I have multiple response data that has been split into separate columns with cSplit_e into a format like this...
ID Response IM2 IM4 ... IM10 IM16
1 1 4,7,10 NA 1 1 NA
2 2 7,5,16,8 NA NA NA 1
3 3 2,10 1 NA 1 NA
I'm trying to set up a function will check each row to see if a subset of columns contains at least one "1". It will then create a new column, setting it to "1" if a row had at least one "1" in the specified columns.
Previously I have done this by writing out a for loop for each column I want to create, like so...
parade$q9PaperAggregate <- NA
parade$q9MagazineAggregate <- NA
#Newspaper Aggregate Loop
for (i in 1:nrow(parade)) { #Starts loop setting i to each row number
if (is.na(parade$q9PaperAds[i]) == FALSE | ##These three lines check each row is not all NA
is.na(parade$q9PaperCircs[i]) == FALSE |
is.na(parade$q9PaperWebAds[i]) == FALSE) {
parade$q9PaperAggregate[i] <- 1 #Sets agg cell value to 1 if not all NA for each i
}
}
#Magazine Aggregate Loop
for (i in 1:nrow(parade)) {
if (is.na(parade$q9MagazineAds[i]) == FALSE |
is.na(parade$q9MagazineWebAds[i]) == FALSE) {
parade$q9MagazineAggregate[i] <- 1
}
}
This works, but is clearly inefficient. I want to create a general function that does this for inputs. Here is what I have so far:
#df = object; n = new column name; col = vector of columns I want to check
atleastone <- function(df, n, col) {
#n = new column name (will run over list of vector - new col names with the old columns you want to agg)
df[n] <- NA
for (i in 1:nrow(df)) { #Starts loop setting i to each row number
if (df[i, col] == 1) {
(df[n])[i] <- 1 #Sets new column cell value to 1 if not all NA for each i
}
}
}
My main two issues are 1) how to run the for loop to check multiple columns for the value if the number of columns to be checked can vary and 2) how to pass the row and column to subset. Currently "col" uses the actual name of the column while "i" just takes the numerical row value. This was fine in the format I used before of...
df$column[i]
...but the $ operator doesn't seem to work with values being passed to it from a function.

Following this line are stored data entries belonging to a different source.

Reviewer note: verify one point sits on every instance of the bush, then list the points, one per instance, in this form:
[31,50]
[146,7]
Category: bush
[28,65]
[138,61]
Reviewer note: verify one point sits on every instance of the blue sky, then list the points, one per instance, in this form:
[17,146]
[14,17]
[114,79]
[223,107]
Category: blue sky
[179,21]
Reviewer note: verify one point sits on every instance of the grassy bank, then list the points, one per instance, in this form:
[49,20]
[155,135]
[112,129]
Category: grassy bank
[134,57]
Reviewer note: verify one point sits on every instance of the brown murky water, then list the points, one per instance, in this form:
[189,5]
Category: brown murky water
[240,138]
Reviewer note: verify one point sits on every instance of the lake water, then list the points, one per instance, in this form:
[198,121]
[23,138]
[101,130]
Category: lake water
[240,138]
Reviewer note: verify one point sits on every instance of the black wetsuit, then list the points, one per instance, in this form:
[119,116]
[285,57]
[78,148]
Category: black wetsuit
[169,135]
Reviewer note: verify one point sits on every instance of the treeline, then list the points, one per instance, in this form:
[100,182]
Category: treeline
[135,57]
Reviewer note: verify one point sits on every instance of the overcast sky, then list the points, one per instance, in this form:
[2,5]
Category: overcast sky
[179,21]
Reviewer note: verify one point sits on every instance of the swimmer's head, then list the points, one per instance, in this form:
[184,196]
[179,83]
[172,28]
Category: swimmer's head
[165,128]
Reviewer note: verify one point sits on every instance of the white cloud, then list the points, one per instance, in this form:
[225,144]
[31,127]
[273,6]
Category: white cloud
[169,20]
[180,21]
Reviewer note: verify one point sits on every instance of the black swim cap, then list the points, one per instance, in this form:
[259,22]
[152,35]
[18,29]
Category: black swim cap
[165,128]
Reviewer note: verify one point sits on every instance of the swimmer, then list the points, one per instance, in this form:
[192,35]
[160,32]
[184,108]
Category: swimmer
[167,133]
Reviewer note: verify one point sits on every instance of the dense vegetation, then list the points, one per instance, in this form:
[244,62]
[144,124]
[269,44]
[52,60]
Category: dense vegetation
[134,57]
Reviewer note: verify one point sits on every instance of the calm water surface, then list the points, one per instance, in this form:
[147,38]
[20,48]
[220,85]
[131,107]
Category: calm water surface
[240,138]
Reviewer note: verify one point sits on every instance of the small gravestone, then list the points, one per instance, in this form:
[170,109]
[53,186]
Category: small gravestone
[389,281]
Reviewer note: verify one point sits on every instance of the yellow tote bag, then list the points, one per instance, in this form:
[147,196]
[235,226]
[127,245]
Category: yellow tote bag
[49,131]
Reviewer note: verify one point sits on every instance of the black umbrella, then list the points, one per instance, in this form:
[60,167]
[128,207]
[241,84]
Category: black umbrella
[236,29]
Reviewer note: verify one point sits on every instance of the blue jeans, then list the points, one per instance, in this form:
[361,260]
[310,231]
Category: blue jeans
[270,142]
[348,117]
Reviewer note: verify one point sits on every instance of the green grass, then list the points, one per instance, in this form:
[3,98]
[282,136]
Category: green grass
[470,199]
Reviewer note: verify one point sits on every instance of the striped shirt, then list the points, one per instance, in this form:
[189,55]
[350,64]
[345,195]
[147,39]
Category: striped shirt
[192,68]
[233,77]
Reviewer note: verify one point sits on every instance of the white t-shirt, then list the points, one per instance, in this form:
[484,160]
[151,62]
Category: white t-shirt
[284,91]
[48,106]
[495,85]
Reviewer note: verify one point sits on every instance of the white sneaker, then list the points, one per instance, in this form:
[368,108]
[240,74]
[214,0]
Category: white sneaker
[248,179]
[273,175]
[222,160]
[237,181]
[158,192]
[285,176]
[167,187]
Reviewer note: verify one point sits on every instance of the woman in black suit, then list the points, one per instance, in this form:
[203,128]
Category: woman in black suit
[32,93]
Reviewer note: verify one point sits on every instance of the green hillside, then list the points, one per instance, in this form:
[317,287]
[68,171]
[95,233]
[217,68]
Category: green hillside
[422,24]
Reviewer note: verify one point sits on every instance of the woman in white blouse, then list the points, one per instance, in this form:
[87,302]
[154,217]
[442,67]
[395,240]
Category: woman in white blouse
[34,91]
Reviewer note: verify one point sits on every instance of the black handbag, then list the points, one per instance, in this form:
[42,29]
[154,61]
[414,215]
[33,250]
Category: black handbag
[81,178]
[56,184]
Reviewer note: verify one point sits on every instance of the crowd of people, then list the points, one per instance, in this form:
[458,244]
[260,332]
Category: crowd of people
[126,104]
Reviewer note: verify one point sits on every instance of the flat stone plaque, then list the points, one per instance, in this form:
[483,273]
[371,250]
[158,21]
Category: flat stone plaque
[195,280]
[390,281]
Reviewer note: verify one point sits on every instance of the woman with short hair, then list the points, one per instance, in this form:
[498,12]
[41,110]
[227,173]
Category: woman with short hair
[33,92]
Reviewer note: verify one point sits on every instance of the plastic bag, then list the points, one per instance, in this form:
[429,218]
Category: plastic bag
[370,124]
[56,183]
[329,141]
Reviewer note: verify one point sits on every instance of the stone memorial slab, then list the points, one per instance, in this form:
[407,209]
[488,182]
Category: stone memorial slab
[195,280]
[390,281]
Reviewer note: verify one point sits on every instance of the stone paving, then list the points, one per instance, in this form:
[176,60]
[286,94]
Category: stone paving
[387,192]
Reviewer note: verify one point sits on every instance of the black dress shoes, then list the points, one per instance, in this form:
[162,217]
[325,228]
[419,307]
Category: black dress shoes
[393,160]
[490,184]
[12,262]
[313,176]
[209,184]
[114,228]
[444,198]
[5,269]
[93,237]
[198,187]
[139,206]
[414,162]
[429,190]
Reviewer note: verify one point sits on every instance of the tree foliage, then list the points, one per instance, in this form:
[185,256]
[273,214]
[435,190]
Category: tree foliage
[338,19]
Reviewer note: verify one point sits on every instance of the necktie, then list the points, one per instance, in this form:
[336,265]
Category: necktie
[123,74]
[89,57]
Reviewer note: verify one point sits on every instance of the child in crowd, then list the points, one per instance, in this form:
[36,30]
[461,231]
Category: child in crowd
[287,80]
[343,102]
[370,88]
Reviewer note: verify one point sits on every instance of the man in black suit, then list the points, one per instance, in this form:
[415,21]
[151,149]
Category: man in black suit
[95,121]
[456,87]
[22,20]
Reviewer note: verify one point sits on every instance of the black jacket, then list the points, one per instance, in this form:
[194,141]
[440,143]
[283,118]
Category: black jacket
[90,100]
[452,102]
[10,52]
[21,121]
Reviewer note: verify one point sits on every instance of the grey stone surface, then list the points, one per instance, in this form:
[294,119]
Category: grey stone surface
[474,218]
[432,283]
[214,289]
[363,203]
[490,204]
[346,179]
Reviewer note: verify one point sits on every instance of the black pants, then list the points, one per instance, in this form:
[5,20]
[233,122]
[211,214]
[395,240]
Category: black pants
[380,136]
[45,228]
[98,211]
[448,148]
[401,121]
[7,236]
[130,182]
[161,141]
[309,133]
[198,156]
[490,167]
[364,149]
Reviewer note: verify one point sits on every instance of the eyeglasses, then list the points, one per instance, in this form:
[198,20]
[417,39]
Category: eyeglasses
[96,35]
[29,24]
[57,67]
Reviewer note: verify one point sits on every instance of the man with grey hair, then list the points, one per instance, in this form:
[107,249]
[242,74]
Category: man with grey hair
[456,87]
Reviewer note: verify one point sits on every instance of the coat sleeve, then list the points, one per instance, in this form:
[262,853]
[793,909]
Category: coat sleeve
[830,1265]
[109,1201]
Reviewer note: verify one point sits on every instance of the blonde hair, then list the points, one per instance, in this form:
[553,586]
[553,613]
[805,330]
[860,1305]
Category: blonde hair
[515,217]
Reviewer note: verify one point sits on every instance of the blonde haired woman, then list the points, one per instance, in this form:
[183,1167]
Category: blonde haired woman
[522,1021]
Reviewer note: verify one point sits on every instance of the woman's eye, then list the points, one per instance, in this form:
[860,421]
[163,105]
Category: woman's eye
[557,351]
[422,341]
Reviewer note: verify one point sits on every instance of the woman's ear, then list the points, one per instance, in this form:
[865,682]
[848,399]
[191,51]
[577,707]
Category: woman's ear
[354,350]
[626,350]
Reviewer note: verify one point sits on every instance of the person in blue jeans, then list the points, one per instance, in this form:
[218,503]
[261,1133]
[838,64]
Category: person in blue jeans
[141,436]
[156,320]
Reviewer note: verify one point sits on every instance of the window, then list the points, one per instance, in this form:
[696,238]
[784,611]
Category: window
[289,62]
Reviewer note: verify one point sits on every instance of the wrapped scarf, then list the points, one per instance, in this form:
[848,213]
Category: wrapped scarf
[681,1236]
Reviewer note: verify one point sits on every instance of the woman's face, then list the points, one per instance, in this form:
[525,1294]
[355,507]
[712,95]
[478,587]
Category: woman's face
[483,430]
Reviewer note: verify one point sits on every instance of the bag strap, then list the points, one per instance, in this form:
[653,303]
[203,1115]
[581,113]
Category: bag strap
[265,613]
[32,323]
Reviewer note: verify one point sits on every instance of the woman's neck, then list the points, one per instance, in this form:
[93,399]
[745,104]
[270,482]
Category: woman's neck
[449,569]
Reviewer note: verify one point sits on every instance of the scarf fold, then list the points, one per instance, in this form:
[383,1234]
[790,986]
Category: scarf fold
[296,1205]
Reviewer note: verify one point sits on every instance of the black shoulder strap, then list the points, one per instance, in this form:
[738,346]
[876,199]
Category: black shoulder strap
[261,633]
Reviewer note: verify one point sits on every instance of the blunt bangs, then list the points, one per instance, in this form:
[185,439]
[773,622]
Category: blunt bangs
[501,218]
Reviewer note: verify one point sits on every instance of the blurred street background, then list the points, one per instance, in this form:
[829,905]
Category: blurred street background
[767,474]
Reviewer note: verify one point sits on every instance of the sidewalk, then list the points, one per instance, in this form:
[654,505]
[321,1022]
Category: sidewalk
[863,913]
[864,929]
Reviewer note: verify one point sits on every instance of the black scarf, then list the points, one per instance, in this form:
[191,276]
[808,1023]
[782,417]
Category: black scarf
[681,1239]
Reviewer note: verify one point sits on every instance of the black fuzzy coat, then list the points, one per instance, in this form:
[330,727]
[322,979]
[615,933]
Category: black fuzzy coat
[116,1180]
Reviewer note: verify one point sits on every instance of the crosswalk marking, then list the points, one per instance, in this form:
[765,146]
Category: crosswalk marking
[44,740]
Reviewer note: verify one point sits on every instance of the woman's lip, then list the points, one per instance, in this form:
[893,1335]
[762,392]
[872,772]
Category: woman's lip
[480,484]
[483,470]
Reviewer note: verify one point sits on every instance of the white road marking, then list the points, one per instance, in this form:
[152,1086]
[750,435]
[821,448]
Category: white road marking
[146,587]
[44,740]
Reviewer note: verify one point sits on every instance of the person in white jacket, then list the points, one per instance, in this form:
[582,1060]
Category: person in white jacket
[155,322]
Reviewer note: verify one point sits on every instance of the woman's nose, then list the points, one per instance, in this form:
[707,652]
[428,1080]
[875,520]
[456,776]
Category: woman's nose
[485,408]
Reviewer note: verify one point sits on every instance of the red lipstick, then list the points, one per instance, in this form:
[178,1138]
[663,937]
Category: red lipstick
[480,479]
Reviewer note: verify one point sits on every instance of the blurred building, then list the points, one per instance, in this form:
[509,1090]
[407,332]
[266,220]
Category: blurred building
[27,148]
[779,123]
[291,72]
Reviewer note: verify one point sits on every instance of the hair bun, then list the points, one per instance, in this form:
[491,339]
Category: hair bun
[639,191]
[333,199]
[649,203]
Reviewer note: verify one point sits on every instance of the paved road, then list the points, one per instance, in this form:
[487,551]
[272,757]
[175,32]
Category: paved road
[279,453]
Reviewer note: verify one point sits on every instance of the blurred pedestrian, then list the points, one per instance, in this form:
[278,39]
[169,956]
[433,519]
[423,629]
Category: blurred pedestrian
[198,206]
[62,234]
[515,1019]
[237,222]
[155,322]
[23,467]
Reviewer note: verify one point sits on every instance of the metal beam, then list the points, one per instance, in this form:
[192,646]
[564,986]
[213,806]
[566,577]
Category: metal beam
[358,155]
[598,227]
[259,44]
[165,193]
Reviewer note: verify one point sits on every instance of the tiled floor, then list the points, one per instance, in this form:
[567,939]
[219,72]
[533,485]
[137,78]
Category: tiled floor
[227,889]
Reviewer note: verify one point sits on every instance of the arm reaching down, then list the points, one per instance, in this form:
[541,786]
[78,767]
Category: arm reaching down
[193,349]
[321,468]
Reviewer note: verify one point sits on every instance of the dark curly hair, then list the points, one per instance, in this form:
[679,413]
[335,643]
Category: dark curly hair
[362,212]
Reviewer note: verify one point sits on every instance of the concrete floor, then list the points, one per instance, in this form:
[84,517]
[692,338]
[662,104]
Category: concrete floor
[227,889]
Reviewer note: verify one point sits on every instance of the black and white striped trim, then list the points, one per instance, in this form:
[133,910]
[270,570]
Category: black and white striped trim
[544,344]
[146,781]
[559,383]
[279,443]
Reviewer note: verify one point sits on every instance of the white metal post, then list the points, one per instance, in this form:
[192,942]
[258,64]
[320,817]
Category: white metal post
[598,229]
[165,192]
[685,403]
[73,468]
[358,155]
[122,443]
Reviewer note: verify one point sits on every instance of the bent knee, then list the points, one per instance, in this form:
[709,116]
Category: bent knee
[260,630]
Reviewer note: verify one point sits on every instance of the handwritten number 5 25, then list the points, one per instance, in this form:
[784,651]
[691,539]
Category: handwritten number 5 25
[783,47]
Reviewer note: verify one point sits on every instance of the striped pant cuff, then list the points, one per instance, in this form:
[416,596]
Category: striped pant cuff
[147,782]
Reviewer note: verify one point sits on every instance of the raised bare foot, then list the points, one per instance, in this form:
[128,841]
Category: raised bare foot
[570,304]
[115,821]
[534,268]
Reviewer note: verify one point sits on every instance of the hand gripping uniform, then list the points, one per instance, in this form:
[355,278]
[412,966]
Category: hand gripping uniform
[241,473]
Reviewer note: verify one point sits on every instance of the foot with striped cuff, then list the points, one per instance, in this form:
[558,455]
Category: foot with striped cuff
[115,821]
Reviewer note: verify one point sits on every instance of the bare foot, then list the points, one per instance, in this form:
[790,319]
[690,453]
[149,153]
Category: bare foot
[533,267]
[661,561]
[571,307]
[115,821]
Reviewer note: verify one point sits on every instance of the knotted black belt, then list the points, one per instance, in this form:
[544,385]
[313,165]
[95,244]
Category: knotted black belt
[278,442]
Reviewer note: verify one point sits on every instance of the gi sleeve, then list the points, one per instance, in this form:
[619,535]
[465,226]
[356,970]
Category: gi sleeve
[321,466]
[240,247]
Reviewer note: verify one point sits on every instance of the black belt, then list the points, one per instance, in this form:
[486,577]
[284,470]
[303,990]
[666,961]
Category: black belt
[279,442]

Any idea what I'm doing wrong here? Is there a better way to do this?
Thank you for your time.
EDIT:
I turned @SymbolixAU's response into a function, like so:
#Aggregate Function
#takes input df = object; n = name of new column in double quotes; l = columns you want to agg
agger <- function(df, l, n) {
#checks if the sum of the rows in the specified columns is greater than 1
#this produces a logical value which is multiplied by 1 to change it to numeric
df[n] <- ((rowSums(df[, l] == 1) > 0) * 1)
}
Follow-up question - I am trying to use mapply to pass a list "x" of two different vectors of columns to the argument "l" and a vector "y" of two names for the two new columns that will be created and the target object df = BR. The command looks like this:
mapply(agger, l = x, n = y, MoreArgs = list(BR))
This is sending me to the debug window with no messages or info on what is going wrong. Is my mapply set up incorrectly and/or is there a better way to run this function on multiple groups of columns in the same dataframe?
Thank you.